2D, weil sich 3D bis auf sehr wenige Ausnahmen nie lohnt und die das nur machen, um mehr abzukassieren.


----------



## HisN (7. November 2017)

[x] Mir is Wurst.
Am Ende gehe ich nur noch alle Jubeljahre mal ins Kino. Zu teuer. 
Da sitze ich lieber daheim vor der 85"-Glotze und mach ne BR an.


----------



## Tetrahydrocannabinol (7. November 2017)

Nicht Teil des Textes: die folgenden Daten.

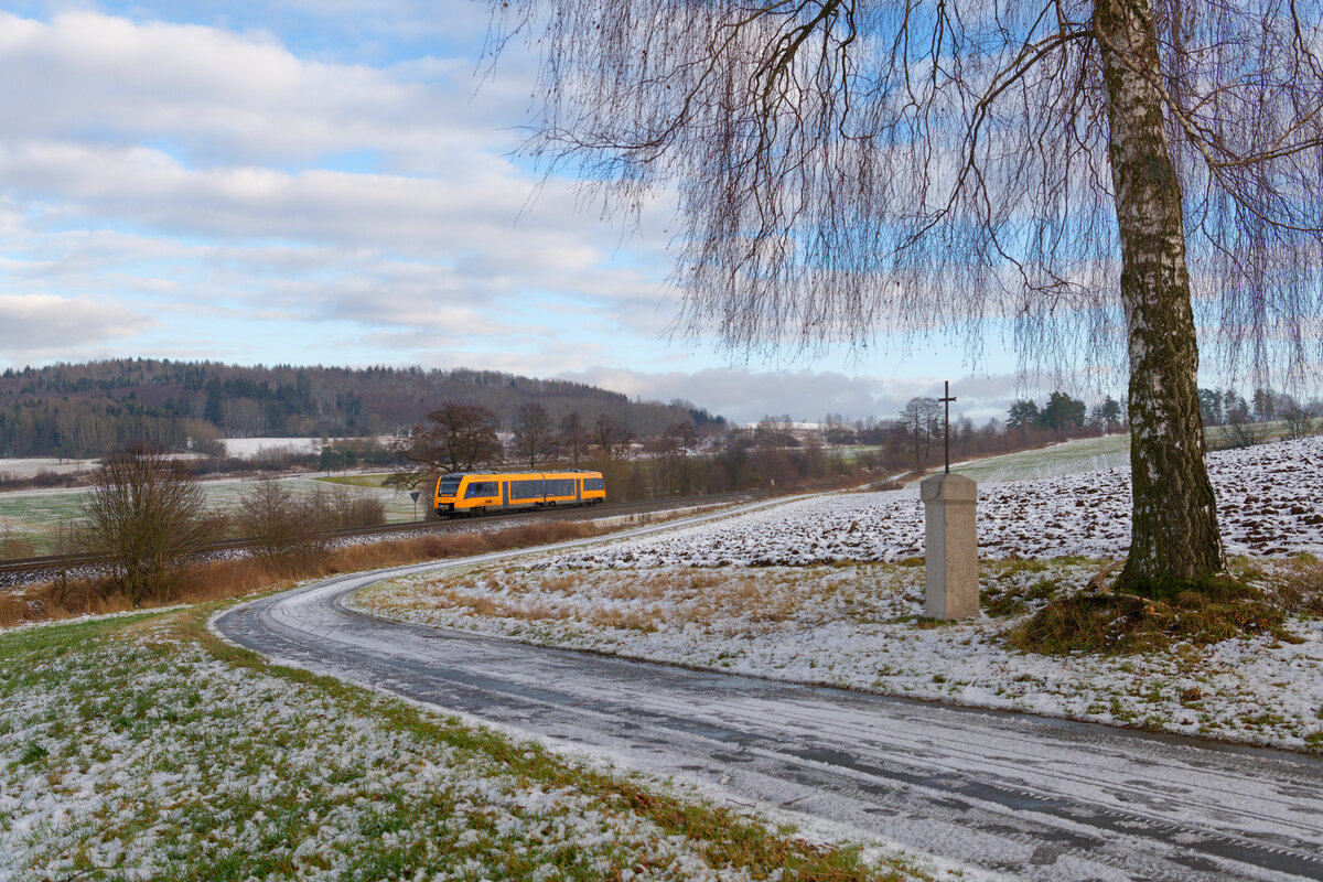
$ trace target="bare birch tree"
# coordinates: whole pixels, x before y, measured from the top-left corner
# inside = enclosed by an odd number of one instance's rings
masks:
[[[111,555],[111,581],[134,606],[165,596],[180,563],[208,540],[197,480],[144,444],[106,456],[83,499],[97,543]]]
[[[1318,4],[491,5],[537,41],[548,172],[679,194],[681,327],[747,352],[1005,321],[1085,368],[1125,341],[1122,581],[1222,570],[1196,327],[1232,369],[1316,352]]]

Lieber 2D, als Brillenträger ist mir eine Doppelbelegung meiner Ohren unangenehm.
Leider wird aus Profitgier der Kinos 3D bevorzugt (kostet ja mehr schließlich muss die Investition des 3D-Geschwubbels auch irgendwie wieder reinkommen), 
das lässt mich die Filme eher auf BR, oder halt erst als TV-Premiere schauen.


----------



## Threshold (7. November 2017)

HisN schrieb:


> Da sitze ich lieber daheim vor der 85"-Glotze und mach ne BR an.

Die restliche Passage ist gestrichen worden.